As Category Management evolved, so did the metrics by which both retailers and brands would measure success. Instead of looking just at the business in terms of total sales and profit, retailers finally had access to much of the same information that their key CPG partners used to evaluate and grow the business at the category, sub category and even brand levels. Further, linear shelf measures such as dollars and profit per foot fueled other tangential merchandising sciences, such as ‘sku’ and price optimization, all were made possible by the platform built by category management disciplines.
For Everything There is a Season, Turn, Turn, Turn
Few initiatives beyond the shopping cart itself have had such a long run in retailing as Category Management. However recent radical changes in shopper behavior are putting pressure on Category Management practices to further adapt to the new dynamics of retail. It is the shopper that has stolen the show, exploiting an array of new retail options. Consequently, physical store retailers are now vulnerable to a whole new source of ways that they can lose both shoppers and their share of wallet.
Clearly Amazon and other on-line retail players are now undeniably on the bricks and mortar store’s competitive radar. If not, they should be. Further, new smaller and more efficient physical store competitors are on the march with aggressive growth plans. So how do these new competitive dynamics affect Category Management practices? In my view, the answer to that question is three fold;
- Under the new shopper behavior paradigm complete with on-line retailing, traditional categories such as detergent, canned vegetables, pet food and the like, become increasing irrelevant to a shopper who is now focused on the specific items they buy, not the categories they reside in.
- As the bricks and mortar retailers become increasingly vulnerable to new formats, channels and customer touch points, their in-store categories must adapt to improved shopper efficiency.
- As shoppers reorganize how and where they buy varies items, retailers and brands must re-organize their categories from ‘how they are procured and merchandised’ to ‘how shoppers acquire them’.
Adaptation to Shopper Choice is Now Dictating Success
For example, from the shopper’s perspective, there are now categories and products that lend themselves to being purchased on a subscription basis, as they consumption is consistent and periodic.
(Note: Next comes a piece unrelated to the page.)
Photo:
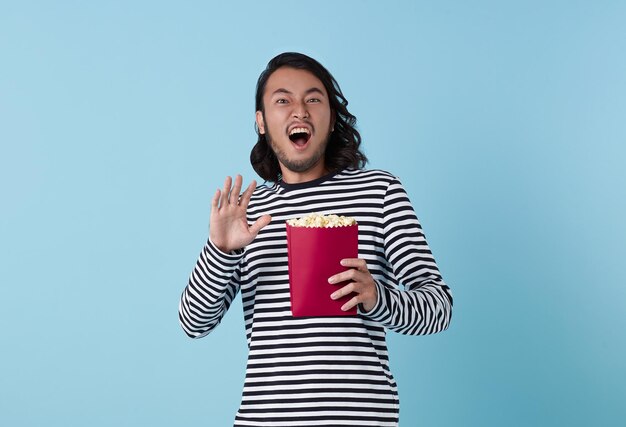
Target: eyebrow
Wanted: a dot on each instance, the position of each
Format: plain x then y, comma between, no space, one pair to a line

Conversely, there are many items that are purchased frequently for more immediate consumption, which are more likely to purchased in-store, on a fill-in shopping trip. Still other items and categories fall into a seldom-used segment, implying they may not need to be merchandised in the same way or same location in the store as more frequently purchased items.
This new ‘overlay’ of what I call ‘Shopper Choice ‘ would extend the disciplines of Category Management to include organizing and merchandising both categories and items according to how the shopper buys them, not just at their specific stores, but across all retailers (on-line and physical) that are included in the shopper’s consideration set.
As retailer’s adapt to new shopper dynamics, so too should their practices of categorization and in-store organization. Adding a new level of shopper perspective to an existing, effective Category Management platform is not only the right thing to do, but I think it would make the Founding Fathers of Category Management very proud.